4. A flexible international strategy
Due to its franchising potential and aggressive acquisition strategy, Disney has impressive flexibility in how it chooses to launch its services worldwide. For example, in India, where consumers are unwilling to pay high subscription prices, Disney has implemented a low-cost model where users pay around $1.20 a month. The brand’s acquisition of Fox’s Hotstar and accompanying sports coverage has allowed them to respond to the particularities of the Indian market and made India a stand-out success (the country accounts for 58.4 million of the 152 million global Disney+ subscribers). In contrast, Netflix has famously struggled to succeed in India.
5. Adaptive pricing
With Disney+’s subscriber growth, it’s important to remember the streamer still consistently loses Disney money, with the franchise investing significant amounts to win the streaming land grab. With competition in the streaming industry tighter than ever, investors are keen to see strategies that point to future profitability. It’s therefore unsurprising that the company recently announced plans to follow in Netflix’s footsteps and will introduce an advertising-supported tier and a subscription price hike by the end of the year.

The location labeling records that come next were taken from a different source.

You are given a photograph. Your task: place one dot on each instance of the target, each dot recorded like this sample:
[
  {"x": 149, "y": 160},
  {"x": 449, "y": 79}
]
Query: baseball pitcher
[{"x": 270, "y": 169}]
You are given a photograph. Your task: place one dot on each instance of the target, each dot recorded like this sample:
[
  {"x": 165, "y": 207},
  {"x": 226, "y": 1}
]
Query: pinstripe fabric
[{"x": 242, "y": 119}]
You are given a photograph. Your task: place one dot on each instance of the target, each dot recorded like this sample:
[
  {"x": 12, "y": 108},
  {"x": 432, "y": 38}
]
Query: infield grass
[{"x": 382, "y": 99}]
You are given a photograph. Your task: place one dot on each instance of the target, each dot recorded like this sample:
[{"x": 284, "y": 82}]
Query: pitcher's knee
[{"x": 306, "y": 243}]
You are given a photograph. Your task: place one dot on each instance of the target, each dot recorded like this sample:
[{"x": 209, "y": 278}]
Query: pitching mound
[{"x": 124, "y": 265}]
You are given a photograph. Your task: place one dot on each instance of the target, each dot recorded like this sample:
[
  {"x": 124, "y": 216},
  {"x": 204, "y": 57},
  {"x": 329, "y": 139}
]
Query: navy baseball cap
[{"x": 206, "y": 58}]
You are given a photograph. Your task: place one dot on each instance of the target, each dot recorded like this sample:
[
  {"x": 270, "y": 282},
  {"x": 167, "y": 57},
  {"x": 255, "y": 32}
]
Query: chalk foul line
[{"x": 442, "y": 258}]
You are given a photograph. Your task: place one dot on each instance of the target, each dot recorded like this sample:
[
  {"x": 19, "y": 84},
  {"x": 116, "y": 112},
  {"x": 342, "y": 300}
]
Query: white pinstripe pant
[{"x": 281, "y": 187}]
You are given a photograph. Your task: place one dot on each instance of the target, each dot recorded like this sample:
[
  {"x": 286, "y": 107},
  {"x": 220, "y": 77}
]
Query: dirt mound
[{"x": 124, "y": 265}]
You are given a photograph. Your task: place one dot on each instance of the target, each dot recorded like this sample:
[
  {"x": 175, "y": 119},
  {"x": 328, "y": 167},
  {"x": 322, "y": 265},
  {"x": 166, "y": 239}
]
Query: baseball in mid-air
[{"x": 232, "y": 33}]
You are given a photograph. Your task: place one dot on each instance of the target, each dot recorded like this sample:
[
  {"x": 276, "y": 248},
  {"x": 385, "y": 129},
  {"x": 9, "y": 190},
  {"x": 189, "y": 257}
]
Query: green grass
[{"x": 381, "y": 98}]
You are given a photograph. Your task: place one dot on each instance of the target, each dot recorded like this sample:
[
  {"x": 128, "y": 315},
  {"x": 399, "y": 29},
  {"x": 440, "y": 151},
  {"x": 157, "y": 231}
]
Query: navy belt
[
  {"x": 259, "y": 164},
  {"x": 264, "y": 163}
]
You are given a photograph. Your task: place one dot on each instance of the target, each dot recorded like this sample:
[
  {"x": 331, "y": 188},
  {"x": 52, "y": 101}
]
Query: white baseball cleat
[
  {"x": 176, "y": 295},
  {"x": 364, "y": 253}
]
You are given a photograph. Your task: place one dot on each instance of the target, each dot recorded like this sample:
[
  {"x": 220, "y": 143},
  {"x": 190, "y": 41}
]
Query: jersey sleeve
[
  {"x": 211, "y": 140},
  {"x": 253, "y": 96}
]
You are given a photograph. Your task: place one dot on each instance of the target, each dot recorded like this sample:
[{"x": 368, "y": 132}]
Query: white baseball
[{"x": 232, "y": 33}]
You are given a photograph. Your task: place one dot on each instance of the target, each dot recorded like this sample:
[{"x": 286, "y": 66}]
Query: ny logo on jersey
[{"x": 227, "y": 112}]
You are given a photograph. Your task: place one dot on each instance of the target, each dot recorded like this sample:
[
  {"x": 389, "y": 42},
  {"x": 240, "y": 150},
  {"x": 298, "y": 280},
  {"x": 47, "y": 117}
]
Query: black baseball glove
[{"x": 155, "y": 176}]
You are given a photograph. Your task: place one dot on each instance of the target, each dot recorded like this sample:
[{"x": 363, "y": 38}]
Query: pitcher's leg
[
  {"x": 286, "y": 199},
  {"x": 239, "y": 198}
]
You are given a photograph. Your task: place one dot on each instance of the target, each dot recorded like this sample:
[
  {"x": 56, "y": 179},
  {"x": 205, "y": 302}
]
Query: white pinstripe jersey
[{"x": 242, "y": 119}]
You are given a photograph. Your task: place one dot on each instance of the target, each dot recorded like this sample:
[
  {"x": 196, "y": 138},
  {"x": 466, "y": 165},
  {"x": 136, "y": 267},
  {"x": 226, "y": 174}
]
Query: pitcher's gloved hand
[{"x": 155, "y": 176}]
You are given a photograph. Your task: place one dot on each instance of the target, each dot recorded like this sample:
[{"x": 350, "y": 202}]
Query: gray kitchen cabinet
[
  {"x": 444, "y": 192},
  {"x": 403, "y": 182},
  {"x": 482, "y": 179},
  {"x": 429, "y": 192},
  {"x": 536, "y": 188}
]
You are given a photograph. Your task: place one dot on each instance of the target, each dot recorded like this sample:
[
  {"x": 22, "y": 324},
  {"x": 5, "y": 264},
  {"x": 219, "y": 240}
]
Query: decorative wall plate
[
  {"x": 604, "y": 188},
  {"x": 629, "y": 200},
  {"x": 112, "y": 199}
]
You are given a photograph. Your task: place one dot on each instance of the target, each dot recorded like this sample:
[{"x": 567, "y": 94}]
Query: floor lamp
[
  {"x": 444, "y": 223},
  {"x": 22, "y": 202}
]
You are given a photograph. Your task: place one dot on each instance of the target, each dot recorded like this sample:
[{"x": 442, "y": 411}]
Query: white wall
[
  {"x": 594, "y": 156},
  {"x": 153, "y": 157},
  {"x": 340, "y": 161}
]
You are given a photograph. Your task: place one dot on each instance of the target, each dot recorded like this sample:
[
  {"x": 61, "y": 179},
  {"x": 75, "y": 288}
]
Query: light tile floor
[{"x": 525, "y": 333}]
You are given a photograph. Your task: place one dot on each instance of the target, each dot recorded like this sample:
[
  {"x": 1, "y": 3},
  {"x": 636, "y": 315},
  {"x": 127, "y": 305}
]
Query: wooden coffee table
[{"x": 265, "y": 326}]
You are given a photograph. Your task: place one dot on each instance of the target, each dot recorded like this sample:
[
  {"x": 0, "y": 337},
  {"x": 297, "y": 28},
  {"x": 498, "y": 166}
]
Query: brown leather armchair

According to Digiday, Disney+ Basic, Disney’s new advertising-supported tier, “will debut on Dec. 8 and cost $7.99 per month”, the current price of a standard advertising-free subscription. To continue with an ad-free viewing experience, subscribers must find the extra money for a new $10.99 monthly subscription fee. While optionality is now a necessity for attracting subscribers amidst the streaming wars, it remains to be seen whether customers will consider the service worth the hike. The introduction of adverts at the existing price tier may lead to viewer churn.
Nevertheless, Disney+ Chief Executive Bob Chapek is optimistic about the move. “We are in a position of strength with record upfront advertising commitment,” he told industry analysts. Disney’s commitment to adaptive pricing suggests a sensitivity to market realities that will encourage the brand’s success.
Compare: Netflix’s ad plans and what good would look like
Summary
Record inflation, cost of living crises, and content fragmentation mean slow subscriber growth will remain a problem for streamers. Despite impressive growth figures, Disney is likely to experience a performance dip as it figures out its advertising model and adjusts to the loss of the Indian Cricket Premier League. However, the flexibility of its strategy, ability to pivot within its varied IP and ventures, and aggressive global rollout mean the company is in an envious position to continue bucking the downward trend.